File03 デジタルメーターを取り付ける(メーターギヤ編)


 先月号で、HUSABERG FE400EにSUZUKIジェベル用のデジタルメーターを取り付けました。
 ところが、メーターギヤの比が異なり、1.4倍あまりの誤差(というには大きすぎますが)が発生してしまいました。ジェベルのメーターには公差補正機能がありますが、それはトリップメーターの距離に補正係数を掛けて表示するものであり、速度表示は変わりません。
 このままではやはりまずいでしょう。
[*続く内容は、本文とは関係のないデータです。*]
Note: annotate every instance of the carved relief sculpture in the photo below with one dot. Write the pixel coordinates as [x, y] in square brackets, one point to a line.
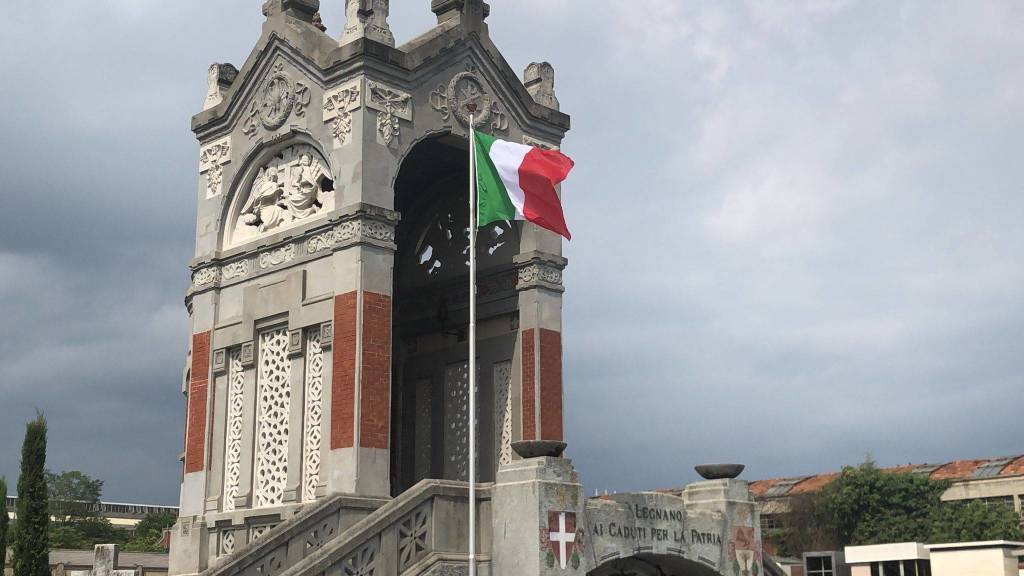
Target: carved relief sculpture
[338, 108]
[212, 160]
[391, 105]
[467, 89]
[287, 190]
[278, 97]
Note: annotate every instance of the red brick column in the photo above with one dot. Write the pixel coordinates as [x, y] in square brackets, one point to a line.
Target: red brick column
[343, 378]
[375, 425]
[375, 391]
[550, 403]
[199, 385]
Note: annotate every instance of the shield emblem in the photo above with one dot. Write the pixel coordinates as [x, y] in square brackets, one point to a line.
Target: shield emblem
[562, 536]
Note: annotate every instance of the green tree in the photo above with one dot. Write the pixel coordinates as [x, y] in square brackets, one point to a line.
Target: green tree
[74, 496]
[866, 505]
[973, 521]
[150, 533]
[4, 522]
[32, 539]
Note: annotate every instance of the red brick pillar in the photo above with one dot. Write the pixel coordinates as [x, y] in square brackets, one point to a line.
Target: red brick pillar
[541, 345]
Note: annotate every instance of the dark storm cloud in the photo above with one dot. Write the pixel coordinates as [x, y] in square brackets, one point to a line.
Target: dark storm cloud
[797, 228]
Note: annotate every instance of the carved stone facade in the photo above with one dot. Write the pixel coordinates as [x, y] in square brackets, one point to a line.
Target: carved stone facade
[330, 266]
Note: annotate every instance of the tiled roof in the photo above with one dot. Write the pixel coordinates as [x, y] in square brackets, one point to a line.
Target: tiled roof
[960, 469]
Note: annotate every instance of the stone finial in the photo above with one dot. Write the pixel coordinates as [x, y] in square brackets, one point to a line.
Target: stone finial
[220, 78]
[301, 9]
[472, 12]
[368, 18]
[540, 81]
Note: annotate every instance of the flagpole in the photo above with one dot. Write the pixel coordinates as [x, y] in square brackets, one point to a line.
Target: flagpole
[472, 341]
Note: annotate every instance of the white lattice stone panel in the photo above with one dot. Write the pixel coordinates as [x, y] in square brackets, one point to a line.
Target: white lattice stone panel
[503, 412]
[313, 416]
[232, 448]
[272, 418]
車検のある車両でもありますので、正確な距離・速度を刻んでもらわなければなりません。

 方法としては、やはり回転数を合わせてやるのが一番なのですが、メーターケーブル途中に変換器をつけるのも困難ですし、それだけの信頼性の確保できる変換器を作ることが難しいでしょう。
 そうなると、メーターギヤそのものを交換してしまうのが一番確実と言えます。信頼性の高い国産パーツ、しかも同じ車両のものを使用すれば、タイヤサイズが同じならば確実に距離は合う道理です。
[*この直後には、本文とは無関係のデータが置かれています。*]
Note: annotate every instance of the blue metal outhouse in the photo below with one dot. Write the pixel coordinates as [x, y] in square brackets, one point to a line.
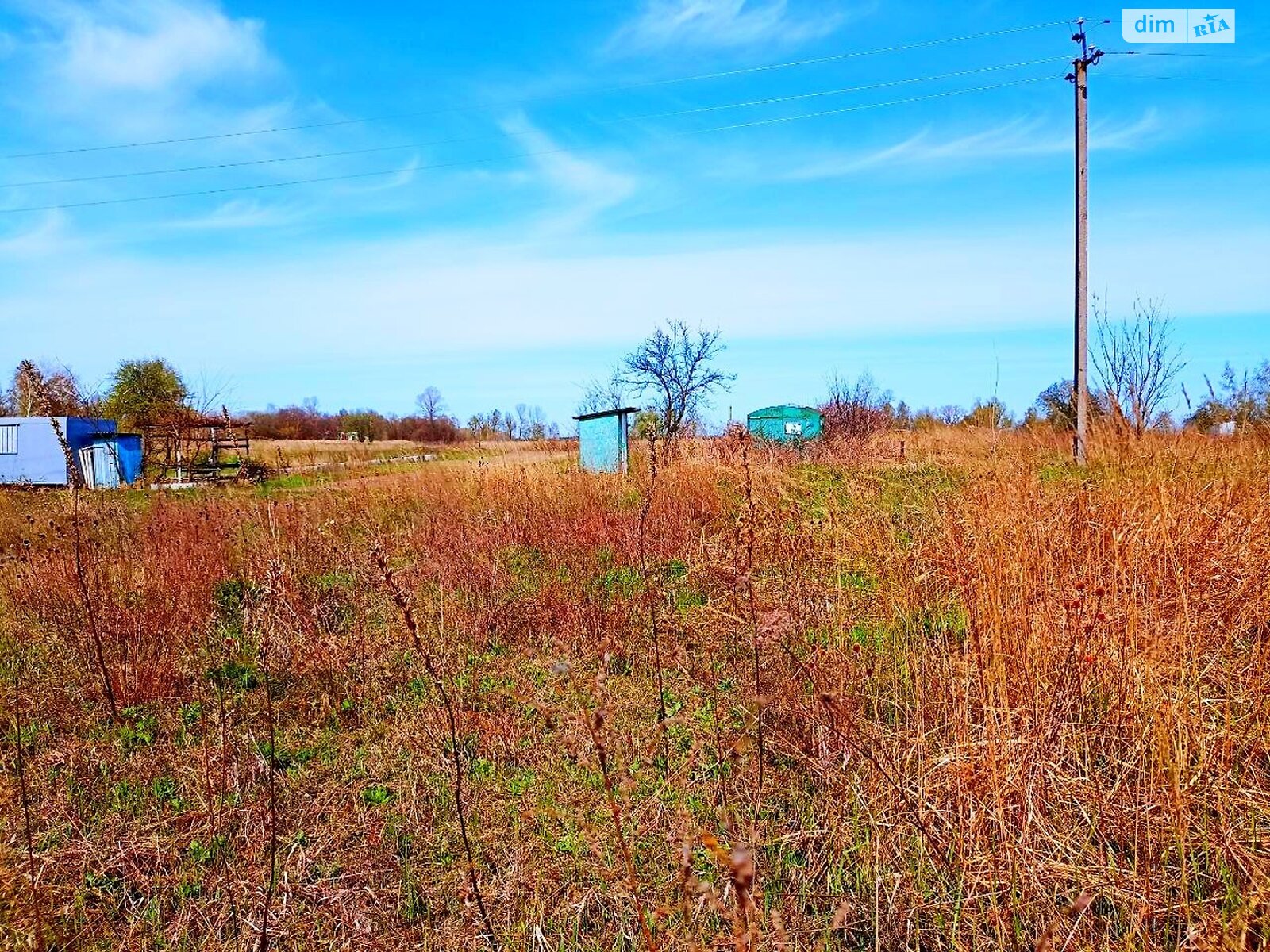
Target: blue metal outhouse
[603, 440]
[32, 455]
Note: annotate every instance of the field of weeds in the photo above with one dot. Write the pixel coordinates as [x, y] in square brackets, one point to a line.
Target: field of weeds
[971, 698]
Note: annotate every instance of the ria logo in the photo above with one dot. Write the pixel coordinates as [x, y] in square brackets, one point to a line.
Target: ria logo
[1178, 25]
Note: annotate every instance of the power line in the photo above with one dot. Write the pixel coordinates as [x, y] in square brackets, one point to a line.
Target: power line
[648, 84]
[506, 158]
[770, 101]
[1195, 79]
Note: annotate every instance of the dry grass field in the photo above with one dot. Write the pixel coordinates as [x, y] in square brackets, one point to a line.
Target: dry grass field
[971, 698]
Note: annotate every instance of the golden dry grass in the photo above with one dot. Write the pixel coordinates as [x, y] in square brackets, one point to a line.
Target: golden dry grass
[975, 698]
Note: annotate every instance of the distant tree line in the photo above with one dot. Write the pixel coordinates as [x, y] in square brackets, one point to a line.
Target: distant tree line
[306, 422]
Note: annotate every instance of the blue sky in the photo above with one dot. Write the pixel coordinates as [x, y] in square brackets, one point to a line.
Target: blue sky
[556, 178]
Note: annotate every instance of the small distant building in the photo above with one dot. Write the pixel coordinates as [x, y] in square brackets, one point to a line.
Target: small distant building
[785, 423]
[32, 455]
[603, 440]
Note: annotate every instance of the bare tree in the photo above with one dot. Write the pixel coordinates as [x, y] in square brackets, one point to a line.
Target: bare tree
[855, 412]
[676, 365]
[44, 391]
[1137, 362]
[431, 404]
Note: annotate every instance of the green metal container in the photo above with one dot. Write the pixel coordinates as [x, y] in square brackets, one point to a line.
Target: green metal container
[785, 423]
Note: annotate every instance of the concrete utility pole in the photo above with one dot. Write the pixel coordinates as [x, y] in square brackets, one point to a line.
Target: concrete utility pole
[1080, 376]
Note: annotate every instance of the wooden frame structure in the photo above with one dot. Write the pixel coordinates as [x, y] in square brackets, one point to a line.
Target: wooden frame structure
[196, 448]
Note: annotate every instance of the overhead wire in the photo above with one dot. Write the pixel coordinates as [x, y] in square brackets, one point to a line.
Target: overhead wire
[645, 117]
[645, 84]
[380, 173]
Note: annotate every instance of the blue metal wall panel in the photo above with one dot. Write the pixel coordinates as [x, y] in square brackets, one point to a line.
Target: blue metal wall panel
[130, 456]
[602, 443]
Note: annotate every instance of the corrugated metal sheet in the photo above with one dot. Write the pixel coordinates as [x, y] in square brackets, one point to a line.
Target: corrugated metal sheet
[603, 440]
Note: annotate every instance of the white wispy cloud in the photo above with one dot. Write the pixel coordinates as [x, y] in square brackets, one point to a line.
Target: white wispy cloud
[137, 69]
[1020, 137]
[586, 188]
[146, 44]
[664, 25]
[44, 238]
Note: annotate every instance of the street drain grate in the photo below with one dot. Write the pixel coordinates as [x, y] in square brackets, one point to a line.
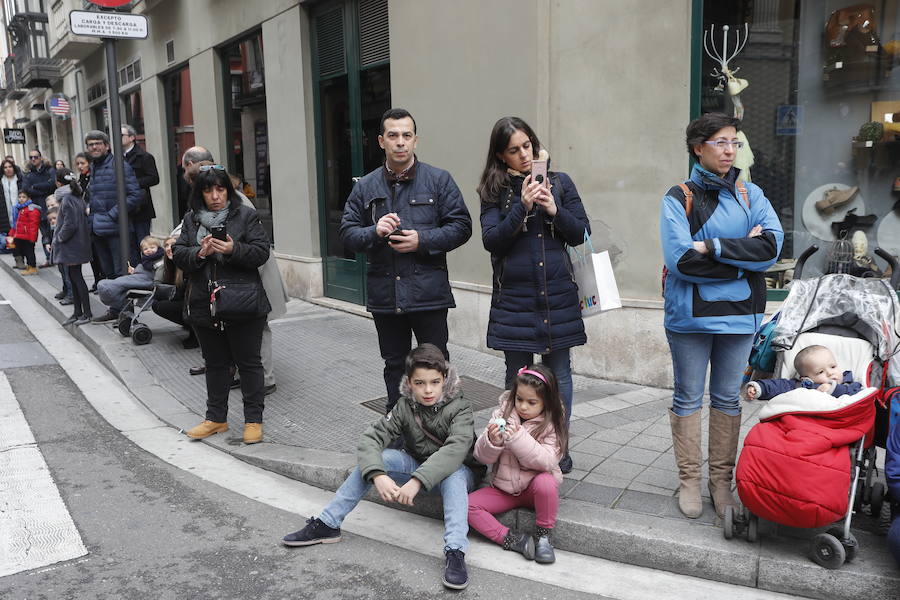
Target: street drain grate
[482, 395]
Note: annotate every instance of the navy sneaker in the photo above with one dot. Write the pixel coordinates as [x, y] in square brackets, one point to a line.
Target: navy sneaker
[315, 532]
[455, 575]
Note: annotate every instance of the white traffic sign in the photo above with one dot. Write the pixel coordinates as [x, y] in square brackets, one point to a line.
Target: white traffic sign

 さて、入手したはいいが、そのままとりつくはずなどありません。問題点は、ハブとギヤの長さが大きく異なることです。
 左右フォークの間隔に、DR用メーターギヤとハブをあてはめてみたところ、5mmほど長すぎるために取り付けることができません。ノーマルのメーターギヤはかなりコンパクトなのでアクスルシャフトも段付き加工がされておりそこも干渉します。

DRのメーターギヤの初期寸法図
FEのアクスルシャフトの初期寸法図

 これを使えるようにするには、都合20mmほど寸法を確保する必要があります。そのうち15mmは、シャフトの段付き部を短くすることで可能です。ただし中空シャフトなので、φ21をφ17まで削るのは折損の危険を生じます。難しい形状ではないので、このシャフトは新作することとします。
 重量面からは中空が好ましいですが、今回は中実シャフトとしました。200gぐらい重くなってしまいますが・・・

新作シャフト寸法図

 両方のシャフトを比較するとこれぐらいの違いが出ます。

上が標準、下が新作

 次に、メーターギヤを見てみると、6mmほどカラーがギヤより長いことがわかります。ハブのベアリングは同一面なので、0.5mmほど残せば干渉しません。
 ただし、こうすると動力を取り出すドグが付きません。そこで、ハブの寸法を測ってみたら、M3キャップボルトあたりをねじ込んでドグにしてしまえば行けそうです。で、こういう加工寸法になります。

メーターギヤの加工寸法図
FEのフロントハブの加工寸法図
こんな感じです。


 このように加工すれば、寸法的にはうまくあてはまります。そして、ギヤとハブを合わせてみます。このとき、オイルシールは干渉しますので、はずしてしまいました。当然良いことではありません。常にグリスの管理を必要とします。

組み合わせ状態

 ここで、なぜドグが3カ所なのか?常に力が掛かるのは、回転方向にある2本(図中AとB)であり、回転逃げ側(図中C)は当たってはいません。もちろんブレーキングの際などに当たることはあります。そして逆回転時にはこのドグのみがあたる訳です。
 ・・・単純に一本ピッチが合わなかっただけなんですけど・・・4点というのは合いにくいですね。・・・言い訳言い訳。。。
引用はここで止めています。